Do you know why plant leaves get yellow?
Plant growth always requires patience. Do your best to eliminate these common causes for yellowed leaves, then wait to see what happens.
Investigating the causes of yellowing of houseplants
Too much water can damage the leaves. When the soil is not well-drained, too much water remains, and the root systems can sink. Without oxygen, the roots begin to die.
After the leaves of your house plant turn yellow, you may think directly that you must have given a little water to the plant because one reason for the plant’s leaves’ yellowing is that it does not receive enough water. If your pot has yellowed leaves, be sure to check the plant-soil to see if it is dry. If all the soil in the pot is dry, then the cause of the yellowing of the leaves is dehydration of the plant.
In many old plants, the lower leaves turn yellow and fall off. This is the only natural part of their growth. This is especially true of Defenbacia deciduous plants, which are popular types of houseplants. In this case, do not worry. If the plant is over-stemmed, consider reducing the main stem to promote growth and new growth.
Cold places in tropical plants often cause the leaves to turn yellow and fall off. This contrasts to short periods of severe cold exposure that cause the leaves to become browned or exact spots to fade to appear between the arteries.
If the plant is close to the air conditioner or window in winter, move it to a better place. Be careful to see if the yellow leaves spread more.
Lack of light
The other causes of plants leaves get yellow has a lack of light. Plants that receive little light often begin to turn yellow before the leaves fall off. If this is your case, there is a clue you can look at. Plants that have turned yellow due to lack of light will usually turn yellow where there is no light.
For example, leaves near the window receive all the light and block the other side. If this is the case, move the plant to a sunny location and see how it changes. If hard window light enters the house, especially in winter, installing one or two artificial lamps may be necessary.
Jaundice or chlorosis
The cause of the yellowing of plant leaves can be an abnormal condition called chlorosis.
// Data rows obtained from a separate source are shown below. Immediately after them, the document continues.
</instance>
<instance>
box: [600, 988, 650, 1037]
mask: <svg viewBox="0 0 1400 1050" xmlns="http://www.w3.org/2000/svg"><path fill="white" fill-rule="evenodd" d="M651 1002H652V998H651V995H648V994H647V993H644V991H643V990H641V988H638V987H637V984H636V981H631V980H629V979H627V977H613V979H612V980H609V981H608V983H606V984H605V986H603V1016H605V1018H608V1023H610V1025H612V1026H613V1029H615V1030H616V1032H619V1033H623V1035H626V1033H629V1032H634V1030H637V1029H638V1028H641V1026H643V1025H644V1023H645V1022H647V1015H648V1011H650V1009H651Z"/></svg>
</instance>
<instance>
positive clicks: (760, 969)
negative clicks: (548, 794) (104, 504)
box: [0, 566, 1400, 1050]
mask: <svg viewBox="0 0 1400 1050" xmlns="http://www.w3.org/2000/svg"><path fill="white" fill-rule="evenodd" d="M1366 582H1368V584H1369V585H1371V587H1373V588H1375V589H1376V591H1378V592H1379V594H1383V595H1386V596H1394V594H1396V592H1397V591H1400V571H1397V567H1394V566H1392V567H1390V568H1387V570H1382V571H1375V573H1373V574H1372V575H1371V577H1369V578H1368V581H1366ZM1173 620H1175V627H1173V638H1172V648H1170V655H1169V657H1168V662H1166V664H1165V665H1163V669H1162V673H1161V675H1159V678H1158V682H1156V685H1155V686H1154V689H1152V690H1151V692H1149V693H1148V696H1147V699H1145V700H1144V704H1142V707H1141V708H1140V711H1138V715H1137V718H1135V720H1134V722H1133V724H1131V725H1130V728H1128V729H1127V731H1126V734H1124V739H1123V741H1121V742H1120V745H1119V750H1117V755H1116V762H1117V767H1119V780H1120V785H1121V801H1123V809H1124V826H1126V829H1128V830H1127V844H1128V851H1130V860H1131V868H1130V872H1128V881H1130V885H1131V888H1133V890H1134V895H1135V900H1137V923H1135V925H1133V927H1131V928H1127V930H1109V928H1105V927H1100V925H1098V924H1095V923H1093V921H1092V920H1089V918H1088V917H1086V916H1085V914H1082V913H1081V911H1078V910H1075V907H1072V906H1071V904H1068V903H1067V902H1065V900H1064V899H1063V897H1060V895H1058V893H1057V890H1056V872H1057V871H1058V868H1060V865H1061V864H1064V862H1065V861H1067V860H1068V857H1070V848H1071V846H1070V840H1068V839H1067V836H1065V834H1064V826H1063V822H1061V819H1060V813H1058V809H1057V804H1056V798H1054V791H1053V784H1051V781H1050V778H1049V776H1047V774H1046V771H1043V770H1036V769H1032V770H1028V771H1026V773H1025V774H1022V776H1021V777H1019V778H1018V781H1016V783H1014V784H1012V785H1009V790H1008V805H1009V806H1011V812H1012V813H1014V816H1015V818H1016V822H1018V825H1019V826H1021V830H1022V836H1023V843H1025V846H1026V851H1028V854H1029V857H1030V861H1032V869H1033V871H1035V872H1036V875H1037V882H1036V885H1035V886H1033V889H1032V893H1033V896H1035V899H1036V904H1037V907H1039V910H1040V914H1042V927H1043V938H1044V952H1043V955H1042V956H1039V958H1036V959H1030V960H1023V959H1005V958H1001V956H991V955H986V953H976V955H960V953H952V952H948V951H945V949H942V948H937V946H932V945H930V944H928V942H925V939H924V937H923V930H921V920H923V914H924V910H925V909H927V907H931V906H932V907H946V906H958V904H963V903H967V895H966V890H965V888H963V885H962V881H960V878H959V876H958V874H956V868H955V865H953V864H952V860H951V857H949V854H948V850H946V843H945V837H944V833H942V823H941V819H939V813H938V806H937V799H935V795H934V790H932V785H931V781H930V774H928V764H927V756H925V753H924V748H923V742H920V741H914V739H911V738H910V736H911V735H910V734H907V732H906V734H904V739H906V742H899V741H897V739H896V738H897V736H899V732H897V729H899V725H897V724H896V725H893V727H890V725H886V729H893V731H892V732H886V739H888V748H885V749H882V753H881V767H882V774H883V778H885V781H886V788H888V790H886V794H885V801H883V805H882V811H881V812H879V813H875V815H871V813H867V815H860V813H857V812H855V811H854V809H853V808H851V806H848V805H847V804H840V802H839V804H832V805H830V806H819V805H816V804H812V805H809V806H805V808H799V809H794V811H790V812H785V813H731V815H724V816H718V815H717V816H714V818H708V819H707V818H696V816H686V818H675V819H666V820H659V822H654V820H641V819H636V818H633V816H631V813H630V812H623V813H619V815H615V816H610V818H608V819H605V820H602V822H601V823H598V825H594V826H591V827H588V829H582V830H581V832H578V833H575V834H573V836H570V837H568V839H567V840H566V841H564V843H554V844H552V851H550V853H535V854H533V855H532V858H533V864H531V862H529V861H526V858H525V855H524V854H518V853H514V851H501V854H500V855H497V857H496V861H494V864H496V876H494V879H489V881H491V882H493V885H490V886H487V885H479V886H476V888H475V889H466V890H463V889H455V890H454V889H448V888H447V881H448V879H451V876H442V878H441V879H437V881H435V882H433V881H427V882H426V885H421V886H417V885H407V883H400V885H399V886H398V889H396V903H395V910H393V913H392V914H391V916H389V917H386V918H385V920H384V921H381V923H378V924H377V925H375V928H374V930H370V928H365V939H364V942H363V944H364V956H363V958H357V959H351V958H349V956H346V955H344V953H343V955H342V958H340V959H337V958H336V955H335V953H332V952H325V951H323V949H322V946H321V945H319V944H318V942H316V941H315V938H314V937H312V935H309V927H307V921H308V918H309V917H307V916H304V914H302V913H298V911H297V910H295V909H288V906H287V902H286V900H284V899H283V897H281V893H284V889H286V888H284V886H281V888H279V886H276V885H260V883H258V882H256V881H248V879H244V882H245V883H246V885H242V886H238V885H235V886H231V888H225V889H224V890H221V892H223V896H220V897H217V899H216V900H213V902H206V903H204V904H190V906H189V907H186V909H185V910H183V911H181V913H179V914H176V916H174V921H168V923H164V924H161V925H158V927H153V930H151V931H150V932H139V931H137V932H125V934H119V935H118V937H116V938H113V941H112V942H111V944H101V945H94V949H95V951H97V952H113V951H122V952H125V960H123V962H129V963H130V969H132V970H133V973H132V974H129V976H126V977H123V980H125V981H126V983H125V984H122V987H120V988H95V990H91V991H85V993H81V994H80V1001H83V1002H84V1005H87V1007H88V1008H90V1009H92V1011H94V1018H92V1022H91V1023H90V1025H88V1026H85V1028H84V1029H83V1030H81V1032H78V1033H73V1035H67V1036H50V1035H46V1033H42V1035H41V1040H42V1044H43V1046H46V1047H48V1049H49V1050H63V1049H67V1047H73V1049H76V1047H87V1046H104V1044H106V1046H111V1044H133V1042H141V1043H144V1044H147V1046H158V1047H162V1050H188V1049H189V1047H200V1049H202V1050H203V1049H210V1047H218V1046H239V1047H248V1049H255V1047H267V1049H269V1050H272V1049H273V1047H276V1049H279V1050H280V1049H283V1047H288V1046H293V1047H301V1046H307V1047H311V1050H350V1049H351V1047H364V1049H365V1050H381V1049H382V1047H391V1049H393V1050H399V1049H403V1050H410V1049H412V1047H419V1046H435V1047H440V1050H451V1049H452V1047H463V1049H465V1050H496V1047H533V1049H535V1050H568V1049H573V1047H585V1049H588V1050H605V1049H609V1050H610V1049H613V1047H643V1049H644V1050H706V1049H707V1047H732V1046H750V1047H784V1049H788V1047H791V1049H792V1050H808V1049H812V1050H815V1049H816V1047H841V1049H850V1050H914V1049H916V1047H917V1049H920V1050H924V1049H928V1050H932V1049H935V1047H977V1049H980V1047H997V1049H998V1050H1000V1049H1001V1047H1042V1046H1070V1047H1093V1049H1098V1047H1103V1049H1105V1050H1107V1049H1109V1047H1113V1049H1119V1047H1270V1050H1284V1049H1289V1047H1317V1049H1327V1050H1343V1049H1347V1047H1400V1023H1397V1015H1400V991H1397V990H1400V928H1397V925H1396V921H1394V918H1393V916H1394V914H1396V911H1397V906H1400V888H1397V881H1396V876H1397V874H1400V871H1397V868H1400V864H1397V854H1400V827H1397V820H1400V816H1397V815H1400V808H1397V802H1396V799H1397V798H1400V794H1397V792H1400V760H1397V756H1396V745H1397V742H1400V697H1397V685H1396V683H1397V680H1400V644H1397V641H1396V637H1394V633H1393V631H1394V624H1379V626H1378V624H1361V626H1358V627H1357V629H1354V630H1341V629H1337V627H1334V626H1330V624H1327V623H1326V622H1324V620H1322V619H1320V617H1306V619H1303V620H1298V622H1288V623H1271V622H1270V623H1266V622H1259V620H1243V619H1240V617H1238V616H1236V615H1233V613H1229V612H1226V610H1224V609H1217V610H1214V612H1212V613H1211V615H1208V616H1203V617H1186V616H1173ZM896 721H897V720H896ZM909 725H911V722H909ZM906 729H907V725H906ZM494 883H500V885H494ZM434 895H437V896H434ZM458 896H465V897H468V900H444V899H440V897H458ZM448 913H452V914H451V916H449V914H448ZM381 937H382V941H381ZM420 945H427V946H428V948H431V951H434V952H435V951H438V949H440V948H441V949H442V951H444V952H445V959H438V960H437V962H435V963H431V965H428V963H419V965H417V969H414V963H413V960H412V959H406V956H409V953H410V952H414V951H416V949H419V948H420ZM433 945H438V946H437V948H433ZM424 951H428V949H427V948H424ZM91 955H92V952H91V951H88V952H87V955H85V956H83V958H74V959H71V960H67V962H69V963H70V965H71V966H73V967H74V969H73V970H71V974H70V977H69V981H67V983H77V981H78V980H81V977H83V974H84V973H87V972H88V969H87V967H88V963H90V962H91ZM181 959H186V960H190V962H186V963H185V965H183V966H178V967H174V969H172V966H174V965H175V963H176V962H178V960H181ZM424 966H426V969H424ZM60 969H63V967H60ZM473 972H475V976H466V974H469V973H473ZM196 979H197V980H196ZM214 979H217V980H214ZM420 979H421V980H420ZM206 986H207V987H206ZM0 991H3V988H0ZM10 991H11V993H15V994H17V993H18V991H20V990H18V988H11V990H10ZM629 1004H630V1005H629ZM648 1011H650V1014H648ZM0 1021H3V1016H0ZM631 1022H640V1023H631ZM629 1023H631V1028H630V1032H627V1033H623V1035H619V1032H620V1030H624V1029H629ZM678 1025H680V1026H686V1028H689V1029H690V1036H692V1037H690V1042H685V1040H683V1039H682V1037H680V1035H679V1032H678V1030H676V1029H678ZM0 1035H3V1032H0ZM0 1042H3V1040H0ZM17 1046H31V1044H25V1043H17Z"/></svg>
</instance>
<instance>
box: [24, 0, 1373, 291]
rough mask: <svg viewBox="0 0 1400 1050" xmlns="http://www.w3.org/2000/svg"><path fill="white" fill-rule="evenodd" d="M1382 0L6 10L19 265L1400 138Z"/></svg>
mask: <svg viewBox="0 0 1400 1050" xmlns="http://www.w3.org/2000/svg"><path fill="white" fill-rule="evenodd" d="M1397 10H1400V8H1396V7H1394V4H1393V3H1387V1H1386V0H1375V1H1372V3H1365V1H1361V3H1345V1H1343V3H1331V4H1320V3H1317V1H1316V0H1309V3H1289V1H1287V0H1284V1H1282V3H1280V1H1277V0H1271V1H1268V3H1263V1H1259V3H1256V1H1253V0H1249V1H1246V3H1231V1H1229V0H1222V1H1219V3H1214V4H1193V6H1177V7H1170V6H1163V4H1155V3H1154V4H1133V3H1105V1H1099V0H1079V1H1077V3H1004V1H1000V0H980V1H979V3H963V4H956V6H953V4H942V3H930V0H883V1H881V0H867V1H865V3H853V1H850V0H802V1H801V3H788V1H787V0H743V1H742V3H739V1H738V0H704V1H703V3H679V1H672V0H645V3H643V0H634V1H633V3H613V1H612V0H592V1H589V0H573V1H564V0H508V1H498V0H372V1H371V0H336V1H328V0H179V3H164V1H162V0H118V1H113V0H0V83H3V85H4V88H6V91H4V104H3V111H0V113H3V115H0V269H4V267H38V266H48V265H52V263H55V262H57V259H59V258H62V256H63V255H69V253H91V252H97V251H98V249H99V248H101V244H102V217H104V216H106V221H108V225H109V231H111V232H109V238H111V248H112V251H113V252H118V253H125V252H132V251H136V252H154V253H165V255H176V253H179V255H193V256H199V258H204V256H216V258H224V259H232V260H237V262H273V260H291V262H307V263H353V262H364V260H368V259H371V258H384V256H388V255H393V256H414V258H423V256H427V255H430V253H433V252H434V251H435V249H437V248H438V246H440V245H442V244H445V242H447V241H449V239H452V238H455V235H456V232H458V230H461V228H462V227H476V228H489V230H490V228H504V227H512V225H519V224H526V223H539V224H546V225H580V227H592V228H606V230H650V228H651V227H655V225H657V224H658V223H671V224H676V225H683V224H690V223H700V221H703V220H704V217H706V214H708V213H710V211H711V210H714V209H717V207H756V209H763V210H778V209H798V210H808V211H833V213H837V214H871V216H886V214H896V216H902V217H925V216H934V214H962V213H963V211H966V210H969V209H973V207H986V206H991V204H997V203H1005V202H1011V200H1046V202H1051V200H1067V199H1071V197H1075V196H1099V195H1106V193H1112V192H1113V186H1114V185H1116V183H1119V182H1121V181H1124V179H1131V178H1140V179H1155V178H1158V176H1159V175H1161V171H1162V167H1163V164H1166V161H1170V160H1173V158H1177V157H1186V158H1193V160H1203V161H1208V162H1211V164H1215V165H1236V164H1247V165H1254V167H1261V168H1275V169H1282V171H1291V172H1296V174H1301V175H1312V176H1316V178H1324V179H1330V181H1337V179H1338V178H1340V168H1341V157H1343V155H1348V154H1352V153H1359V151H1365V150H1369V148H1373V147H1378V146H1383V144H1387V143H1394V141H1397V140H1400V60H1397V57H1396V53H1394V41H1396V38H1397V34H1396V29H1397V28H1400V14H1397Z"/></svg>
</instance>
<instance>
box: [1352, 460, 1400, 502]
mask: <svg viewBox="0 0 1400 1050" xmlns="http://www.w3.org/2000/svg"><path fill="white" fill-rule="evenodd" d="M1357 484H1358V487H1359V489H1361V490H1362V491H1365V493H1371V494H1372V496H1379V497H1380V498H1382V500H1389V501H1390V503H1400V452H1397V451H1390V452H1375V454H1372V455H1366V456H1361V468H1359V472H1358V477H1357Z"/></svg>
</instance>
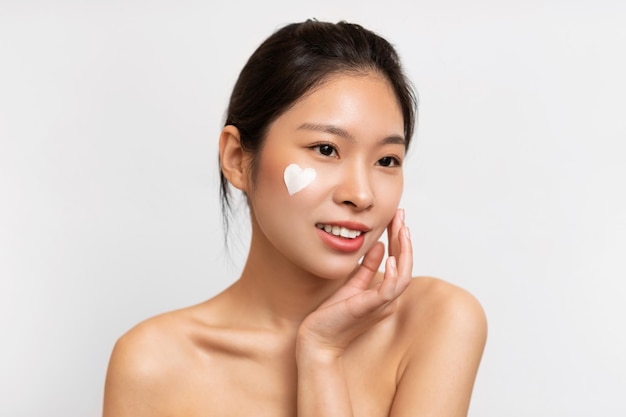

According to plant breeding experts, jaundice or chlorosis refers to a condition in which the leaves lose their green pigment called chlorophyll and turn yellow.
If the plant has a viral infection, some yellow spots may spread on the leaves throughout the plant. This may be accompanied by defective leaves and stems as well as colorless flowers. Viral infections in plants can not be treated and can infect all susceptible plants.
While it may be painful if you have a loved one, throw away any plants you suspect. Wash garden tools or utensils before using other herbs.
The other cause of plant leaves getting yellow has Nutrient deficiency. The leaves may also turn yellow if the plant does not get all the nutrients it needs. Suppose you use hard water with a lot of calcium in the water or a combination of nitrogen that causes the leaves to turn yellow.
In other cases, you may notice an unusual pattern of yellowing. For example, they may remain dark while the tissue between them turns yellow. Plant nutrients need to change depending on the species, and some are more sensitive than others. It is essential to diagnose the problem correctly, or you may kill the plant; otherwise, it can hardly return to health.
Yellowing of leaves associated with nutrient deficiencies
Yellowing of leaves has various causes and is not only due to lack of nutrients but can also be caused by the following reasons:
Nitrogen and potassium deficiency
One of the causes of the yellowing of old leaves is a lack of nitrogen and potassium. Nitrogen chlorosis is uniform in all areas of the leaves and veins. Potassium chloride starts at the edges of the leaves and forms between the leaf veins.
Iron and calcium deficiency
Iron and calcium deficiency is one of the causes of yellowing of new leaves. Yellowing due to iron deficiency Yellowing of small veins appears in young leaves.
Nutrient deficiencies throughout the plant appear symmetrically and regularly, but plant infestations may be present and asymmetric in any part of the plant. Insect infestation, fungal and bacterial diseases may cause problems in plant foliage. Insect damage to plants causes the leaves of the plant to turn yellow.
To prevent these problems and prevent the plant leaves from turning yellow, you can use non-toxic methods such as pest-resistant plants, vegetable oil to trap insects, use insecticides that are harmless and have the property of decomposing in the soil Use.